Polaroïd (Laurette Oberson)

 

Elle est assise sur une petite chaise, son frère la domine de toute sa grandeur. La photo est écornée, jaunie, elle date de 1920. Grand-maman avait 2 ans.

Elle porte un enfant dans ses bras. Son pull fait un creux sur son sein qu’elle a lourd. Ses cheveux sont très foncés, elle rayonne. C’est maman lovée sur sa poitrine.

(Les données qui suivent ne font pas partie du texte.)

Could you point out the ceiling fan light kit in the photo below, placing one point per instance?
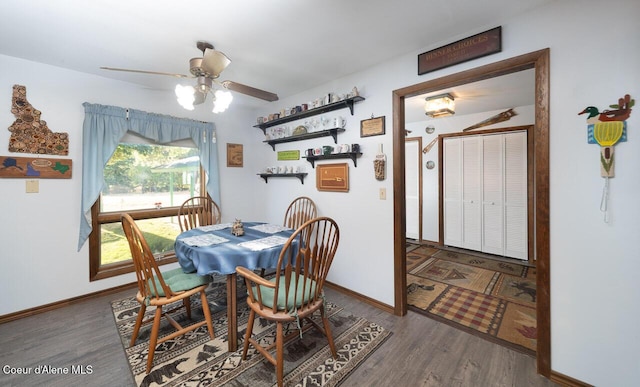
(207, 70)
(441, 105)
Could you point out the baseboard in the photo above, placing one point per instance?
(361, 297)
(567, 381)
(59, 304)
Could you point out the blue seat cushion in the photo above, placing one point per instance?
(303, 295)
(179, 281)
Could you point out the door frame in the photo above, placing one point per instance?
(538, 60)
(420, 188)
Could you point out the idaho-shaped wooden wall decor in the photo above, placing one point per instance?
(30, 134)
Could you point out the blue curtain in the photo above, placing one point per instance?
(104, 127)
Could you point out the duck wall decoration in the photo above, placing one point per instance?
(606, 129)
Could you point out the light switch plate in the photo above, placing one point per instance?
(33, 186)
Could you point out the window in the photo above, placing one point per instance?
(149, 182)
(106, 128)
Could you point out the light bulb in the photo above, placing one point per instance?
(185, 96)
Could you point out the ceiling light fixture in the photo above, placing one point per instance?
(441, 105)
(189, 95)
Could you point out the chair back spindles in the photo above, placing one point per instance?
(144, 261)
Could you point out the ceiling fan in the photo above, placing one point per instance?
(206, 70)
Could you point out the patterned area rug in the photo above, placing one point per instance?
(195, 360)
(493, 299)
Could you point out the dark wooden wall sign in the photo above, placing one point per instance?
(476, 46)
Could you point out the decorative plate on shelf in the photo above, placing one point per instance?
(300, 130)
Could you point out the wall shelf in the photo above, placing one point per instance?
(345, 103)
(321, 133)
(347, 155)
(266, 176)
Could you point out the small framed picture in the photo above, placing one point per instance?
(372, 127)
(332, 177)
(234, 155)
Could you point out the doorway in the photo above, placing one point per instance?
(538, 60)
(413, 179)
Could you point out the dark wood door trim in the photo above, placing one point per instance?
(539, 60)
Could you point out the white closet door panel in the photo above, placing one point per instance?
(515, 192)
(472, 193)
(516, 240)
(515, 169)
(452, 181)
(452, 223)
(492, 229)
(492, 171)
(472, 225)
(452, 169)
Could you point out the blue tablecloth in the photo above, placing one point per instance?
(223, 258)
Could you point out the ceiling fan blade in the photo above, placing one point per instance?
(147, 72)
(199, 97)
(251, 91)
(214, 62)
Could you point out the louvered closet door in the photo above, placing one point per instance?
(492, 194)
(515, 195)
(471, 193)
(452, 182)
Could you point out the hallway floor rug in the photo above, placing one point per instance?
(194, 359)
(489, 298)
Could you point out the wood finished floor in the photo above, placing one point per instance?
(421, 351)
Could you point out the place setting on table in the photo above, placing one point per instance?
(220, 248)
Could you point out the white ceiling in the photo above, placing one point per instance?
(282, 46)
(500, 93)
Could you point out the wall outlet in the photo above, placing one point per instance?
(32, 186)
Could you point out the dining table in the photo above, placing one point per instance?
(213, 249)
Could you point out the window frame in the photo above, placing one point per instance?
(98, 271)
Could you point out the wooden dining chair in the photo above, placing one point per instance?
(198, 211)
(158, 289)
(296, 292)
(300, 210)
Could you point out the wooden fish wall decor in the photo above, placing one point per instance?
(606, 129)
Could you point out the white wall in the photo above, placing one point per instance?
(594, 265)
(39, 231)
(593, 62)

Là, c’est dans le jardin à Bellevaux. Elle parait si grande entre ma sœur et moi. Elle nous a tricoté des robes d’été, identique en tout point sauf en taille. Derrière nous se dessine le jardin, nos mains cueilleront les fraises et les framboises. En automne, le raisin qui recouvre le mur, un raisin qui ne ressemble à rien de ce qui se vend en magasin ou sur les marchés.

Sur le bateau mouche, elle me regarde avec tendresse. Le photographe était mignon. Des attentats avaient secoués la ville quelques semaines avant notre voyage. Elle m’avait parlé de son inquiétude.

Là elle pose devant la Tour Eiffel, avant l’incident, avant que je trouve pour la première fois un humain sans cœur. Ses intestins l’avaient trahie, la dame pipi voulait que Grand maman paie avant d’entrer dans une cabine. Je lui ai ordonné d’y aller et promis à la mégère que nous ne partirions pas sans payer.

Dans la véranda de l’appartement à la rue Centrale. Les rideaux sont fermés, une lueur rouge orangée baigne la pièce. Elle est assise à la table, deux aiguilles à tricoter dans les mains et son ouvrage sur les genoux. Ses traits sont tirés, amaigris.

Allongée sur une chaise longue, elle observe la vie autour d’elle. Toute la famille est réunie. La pelouse est parsemée de pâquerettes, ma sœur confectionne un bracelet en les enfilant les unes dans les autres. Je fête mes vingt ans.

Là, c’est devant une petite chapelle, habillée de blanc, mes yeux sont rougis, je viens d’embrasser son frère et il me rappelle à quel point elle me manque.